Describe Azure CycleCloud scheduler integration and autoscaling

Completed

Using cloud agility allows companies to fully benefit from the hyperscale capabilities of Azure while minimizing the operational cost associated with the use of compute resources. The ability to automatically scale the amount of resources in response to their usage patterns is a core component of that agility. In the context of the Azure CycleCloud and HPC, this translates into implementing a close correlation between the resource demands of cluster jobs and the number of cluster compute nodes.

In general, the orchestration of cluster node scaling is the responsibility of schedulers. Schedulers need to be able to communicate their demands to the platform that provides compute resources. Azure CycleCloud helps implement this functionality. In this unit, you learn about the principles of this implementation.

What is the role of Azure CycleCloud in cluster autoscaling?

Azure CycleCloud facilitates deployment of schedulers in Azure, which in turn, distribute and manage jobs running on clusters composed of Azure resources. Azure CycleCloud doesn't function as a scheduler. Instead, it functions as an intermediary between schedulers and the underlying platform. Azure CycleCloud also simplifies development of autoscaling functionality for the corresponding schedulers by providing a REST API-based programming interface and a Python-based client library.

Azure CycleCloud allows you to correlate the autoscaling behavior of managed clusters with the length of the cluster job queues. You can further customize this behavior by defining template parameters that control, for example, the amount of time after which idle nodes are terminated or the frequency of autostop checks.

All of the built-in templates expose the autoscaling settings directly in the Azure CycleCloud graphical interface. In each case, the settings include the option to specify the lower and upper limits of the autoscaling range, expressed in the number of CPU cores. The upper limit helps you to minimize the possibility of unanticipated charges. You can further mitigate this risk by setting budget alerts.

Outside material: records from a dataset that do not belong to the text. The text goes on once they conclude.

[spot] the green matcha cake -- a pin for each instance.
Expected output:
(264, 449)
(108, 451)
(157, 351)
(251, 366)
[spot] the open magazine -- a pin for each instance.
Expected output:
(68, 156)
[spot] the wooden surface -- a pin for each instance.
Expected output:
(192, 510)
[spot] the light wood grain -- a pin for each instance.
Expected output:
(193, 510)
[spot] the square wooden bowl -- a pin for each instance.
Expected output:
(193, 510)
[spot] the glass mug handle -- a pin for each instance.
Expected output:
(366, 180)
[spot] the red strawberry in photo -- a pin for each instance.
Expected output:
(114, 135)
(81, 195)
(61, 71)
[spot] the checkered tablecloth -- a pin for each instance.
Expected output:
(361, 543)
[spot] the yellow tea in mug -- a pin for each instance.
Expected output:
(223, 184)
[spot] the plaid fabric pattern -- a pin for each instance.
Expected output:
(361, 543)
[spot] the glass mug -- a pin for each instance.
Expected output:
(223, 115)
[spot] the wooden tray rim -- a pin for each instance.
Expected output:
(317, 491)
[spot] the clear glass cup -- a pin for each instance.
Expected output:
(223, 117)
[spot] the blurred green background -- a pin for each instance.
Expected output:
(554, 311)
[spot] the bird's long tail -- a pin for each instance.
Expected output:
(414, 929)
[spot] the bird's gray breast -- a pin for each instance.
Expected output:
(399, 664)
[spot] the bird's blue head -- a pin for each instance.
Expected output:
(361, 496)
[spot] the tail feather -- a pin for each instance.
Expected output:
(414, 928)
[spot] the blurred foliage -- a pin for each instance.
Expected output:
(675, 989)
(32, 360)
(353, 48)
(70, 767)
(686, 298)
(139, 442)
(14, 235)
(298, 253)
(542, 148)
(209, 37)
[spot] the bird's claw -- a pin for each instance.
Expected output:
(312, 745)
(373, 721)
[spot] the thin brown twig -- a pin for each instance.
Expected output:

With the lower threshold set to 0, creating a cluster results in provisioning of the scheduler head node only. However, when the scheduler detects queued jobs, it initiates provisioning of the compute nodes that are necessary to execute the corresponding workload, up to the limit you defined. To support loosely coupled or parallel jobs, where individual tasks execute independently of each other, jobs start running as soon as the first node becomes available. For tightly coupled jobs, such as those using the Message Passing Interface (MPI) functionality, the wait time is longer, depending on the extent of internode dependencies. After the job queue has been empty for the amount of time exceeding the allowed idle time, the compute nodes begin to autostop and your cluster once again consists of the scheduler head node only.

Note

The underlying concepts described in this unit are common among schedulers. However, their implementation details are scheduler specific. For in-depth information about each implementation, refer to individual scheduler documentation.

How to integrate schedulers with Azure CycleCloud autoscaling

The two primary components that implement integration with Azure CycleCloud autoscaling are Azure CycleCloud Autoscale Library and Demand Calculator.

Diagram of the high-level architecture of Azure CycleCloud.

The Azure CycleCloud Autoscale Library is an open-source, GitHub-hosted project that allows Python helpers to simplify development of autoscaling for any scheduler deployed to Azure. The helpers use Azure CycleCloud REST API to orchestrate provisioning of Azure resources. The project uses Python 3 and has many Python dependencies. But its core functionality relies on the Azure CycleCloud Python Client Library. Autoscale integrates with the scheduler head nodes that monitor job queues. Autoscale increases or decreases the number of compute nodes by interacting with the autoscale REST API that's running on the Azure CycleCloud application server.

The Demand Calculator is responsible for evaluating resource requirements based on the compute node and job data collected by the scheduler. This evaluation considers compute and network constraints, such as the maximum cluster size or InfiniBand-related limits. The resulting resource requirements translate into a request for provisioning or deprovisioning of Azure VMs of a particular size and configuration. Autoscale Library relays these requests to the Azure CycleCloud REST API, which then delivers them through its orchestrator to Azure Resource Manager.

Note

While scheduler integration accommodates loosely coupled or parallel workloads where managing the size of the cluster is the primary consideration, Azure CycleCloud also supports tightly coupled workloads, where node proximity and network latency are critical.